Standard SQL Support

Jeff Tao

August 1, 2023 / Engineering

TDengine supports standard SQL for querying data, using a model that is familiar to users of relational databases. SQL support makes it easier to fit TDengine into your existing data stack and reduces the learning curve for new users. This is a departure from many time-series databases (TSDB) and traditional data historians, which often use proprietary query languages and sometimes provide only APIs for querying. In addition, TDengine has extended the standard SQL syntax to facilitate analysis and processing of time series data.

Query Syntax: InfluxDB vs. TDengine

We can demonstrate the simplicity of SQL as opposed to proprietary query languages with a quick example. Suppose we want to query the average voltage per minute of all smart meters in Chicago in the past hour from the database power. The query statement in InfluxDB’s Flux language would be written as follows:

from(bucket:"power")
|> range(start:-1h)
|> filter(fn:(r) =>
r._measurement == "smeter" and
r._field = "voltage" and
r.location == "chicago"
)
|> aggregateWindow(every: 1m, fn: mean)

In TDengine, the same query would be written as follows:

SELECT AVG(voltage) FROM power.smeter WHERE ts > now -1h AND location = "chicago" INTERVAL(1m);

This shows how much easier it can be to compose SQL statements for common time series operations instead of using proprietary query languages.

Data Ingestion

TDengine uses the traditional relational model for data ingestion. In this model, a schema is defined for the data when tables are created. Although this does require extra effort, its advantages quickly become clear as datasets increase in size: querying data remains a simple task even for large-scale data. In addition, because most IoT and industrial devices transmit data with a consistent structure, the benefits of schemaless ingestion are much less evident than in other scenarios where data structure may be unknown or mutable.

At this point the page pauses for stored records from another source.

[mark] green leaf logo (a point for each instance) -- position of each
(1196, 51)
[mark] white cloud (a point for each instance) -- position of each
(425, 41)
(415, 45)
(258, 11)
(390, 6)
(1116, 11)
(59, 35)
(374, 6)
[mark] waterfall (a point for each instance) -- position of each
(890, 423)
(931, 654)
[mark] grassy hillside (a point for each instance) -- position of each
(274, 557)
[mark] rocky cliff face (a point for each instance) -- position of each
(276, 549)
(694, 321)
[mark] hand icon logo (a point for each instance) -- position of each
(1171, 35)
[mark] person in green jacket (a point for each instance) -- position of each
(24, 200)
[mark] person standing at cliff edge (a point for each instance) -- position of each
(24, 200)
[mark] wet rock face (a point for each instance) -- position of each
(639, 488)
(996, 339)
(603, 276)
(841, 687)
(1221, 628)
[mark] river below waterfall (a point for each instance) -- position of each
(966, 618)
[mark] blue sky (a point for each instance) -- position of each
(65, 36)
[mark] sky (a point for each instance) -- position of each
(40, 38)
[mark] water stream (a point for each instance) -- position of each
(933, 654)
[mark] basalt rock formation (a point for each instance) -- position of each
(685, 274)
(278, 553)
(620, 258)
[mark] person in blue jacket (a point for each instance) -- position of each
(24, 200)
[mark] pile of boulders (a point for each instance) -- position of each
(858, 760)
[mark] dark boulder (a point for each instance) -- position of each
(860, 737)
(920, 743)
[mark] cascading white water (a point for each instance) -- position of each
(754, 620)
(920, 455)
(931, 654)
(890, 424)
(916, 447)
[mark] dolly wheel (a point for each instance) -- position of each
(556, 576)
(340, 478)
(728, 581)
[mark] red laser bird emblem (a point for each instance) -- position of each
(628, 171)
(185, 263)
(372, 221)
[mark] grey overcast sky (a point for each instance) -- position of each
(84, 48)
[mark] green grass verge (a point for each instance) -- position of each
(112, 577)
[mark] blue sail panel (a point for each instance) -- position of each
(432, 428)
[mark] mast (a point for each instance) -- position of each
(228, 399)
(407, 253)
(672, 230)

For use cases that require schemaless ingestion, however, TDengine supports the InfluxDB Line Protocol and the OpenTSDB telnet line protocol and JSON format protocol.

SQL Extensions

The analysis of time series data has its own characteristics and requires some special analysis functions that are not supported by traditional relational databases. To make it easier to perform analytics, TDengine provides the following extensions to standard SQL:

INTERVAL: TDengine aggregates the collected data by time interval, such as calculating the average voltage every 5 minutes
FILL: At a specific time point, when there is no data, TDengine can perform interpolation calculation based on the data before and after this time point and provide it to the application.
SLIDING: Sliding window. TDengine can perform query calculation at specified time intervals.
LAST_ROW: Returns the last non-NULL value of a column in a table. This is very important for IoT applications, because the current state of the device needs to be quickly obtained.
TAVG: Time-weighted average, which is often used in the Industrial Internet.
SPREAD: count the difference between the maximum and minimum values of a column.